Ya 2422 gets overlooked a lot due the similarity of the name to the regular 242 I think people just think it's a typo. Loctite could have done a better job on that and maybe called it 242HT or something of the like.
As it is basically just a higher temp version of 242.
Sorry to drift off topic by posing a technical question, but would there be any advantage to ditching bolts in favor of studs and nuts?
The stud length could be chosen for adequate engagement in the block (any opinions on that?). The protrusion could be adjusted for the thickness of the nut plus a couple of extra threads.
Installation overall might be easier as you could hang the gaskets on the studs, versus trying to align them with the bolts.
Studs may and likely would have some advantages in this application, but really in most instances, bolts are just as, and potentially more practical. You can use a reduced-sized head bolt like Socket (Allen), E Torx or 12 point headed bolt for improved clearance for install and removal. Whereas it is pretty hard to reduce the size of a nut on a stud of a fixed diameter.
The back-out problem can be mitigated by a high temp thread locker. A bit of high temp thread locker will stop header bolt back out it in basically all instances.
Ya 2422 gets overlooked a lot due the similarity of the name to the regular 242 I think people just think it's a typo. Loctite could have done a better job on that and maybe called it 242HT or something of the like.
As it is basically just a higher temp version of 242.
lol Yep thats what I thought to when I went looking and was seeing 242 instead of 2422. I agree they should have called in 242HT or something or give it a different number entirely instead of just added another number to it.
Studs may and likely would have some advantages in this application, but really in most instances, bolts are just as, and potentially more practical.
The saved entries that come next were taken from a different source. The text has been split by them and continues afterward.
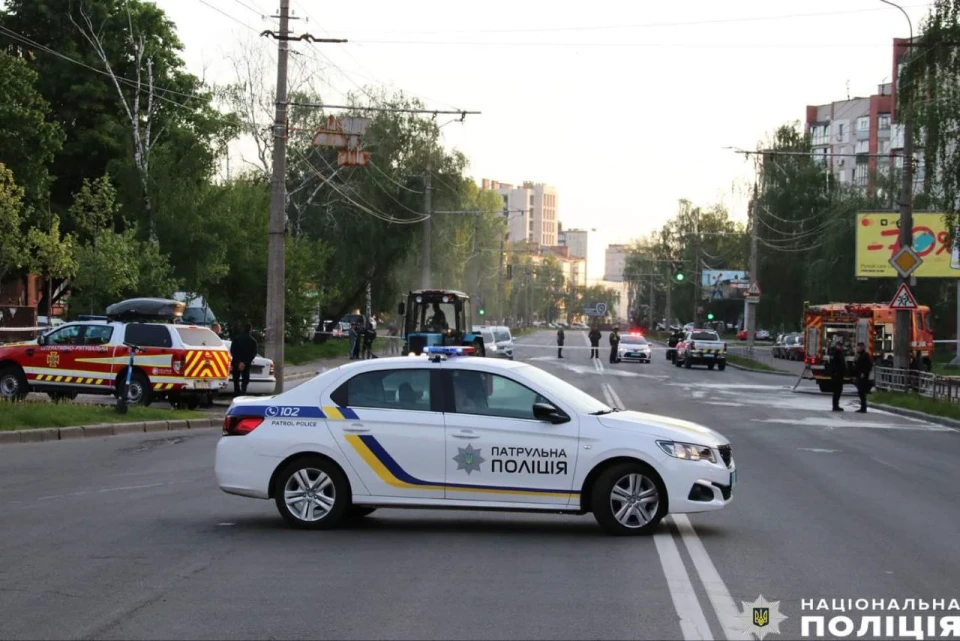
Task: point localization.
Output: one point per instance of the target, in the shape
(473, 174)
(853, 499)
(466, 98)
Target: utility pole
(427, 210)
(750, 306)
(276, 248)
You can use a reduced-sized head bolt like Socket (Allen), E Torx or 12 point headed bolt for improved clearance for install and removal. Whereas it is pretty hard to reduce the size of a nut on a stud of a fixed diameter.
The back-out problem can be mitigated by a high temp thread locker. A bit of high temp thread locker will stop header bolt back out it in basically all instances.
The thread locker also helps to keep the threads corroding. Something you have a good chance of happening with exhaust bolts. I dont know how many I see at work broken off in aluminum heads due to corrosion. I was going to put antiseize on the threads of the bolts into aluminum to help prevent this but since I see the 2422 now I wont have to, just place some on the threads and thread it in. Thankfully since I am going with shorty headers to fit the OE Y pipe I can bolt it all together and drop the engine in as one assembly.
I always laugh at that, they have a fastener torque spec but yet how are you supposed to torque header bolts to their spec when you cant even get a ratchet on them in the first place.
I know with my BBK 3510 shorty headers on my 302, I was able to torque almost every one of the bolts. I think there were a couple I had to do with a wrench...but seriously, if you've spent enough time working with tools, you get pretty good at knowing torque by feel. Some of you may want to flame me for that...but torque specs, in many cases, aren't nearly as critical as people think they are.
I have 1/4", 3/8", and 1/2" torque wrenches. I learned the hard way many years ago not to try and do low torque numbers with bigger torque wrenches.
Anyway...for headers on a 302, get the correct Remflex gaskets and 1" ARP header bolts, and then set it and forget it...just like Ron Pompeil says...
I know with my BBK 3510 shorty headers on my 302, I was able to torque almost every one of the bolts. I think there were a couple I had to do with a wrench...but seriously, if you've spent enough time working with tools, you get pretty good at knowing torque by feel. Some of you may want to flame me for that...but torque specs, in many cases, aren't nearly as critical as people think they are.
I have 1/4", 3/8", and 1/2" torque wrenches. I learned the hard way many years ago not to try and do low torque numbers with bigger torque wrenches.
Anyway...for headers on a 302, get the correct Remflex gaskets and 1" ARP header bolts, and then set it and forget it...just like Ron Pompeil says...
For many things torque spec is not that important such as valve covers, headers, oil pans, timing cover, water pump, etc. But some things torque does matter how ever.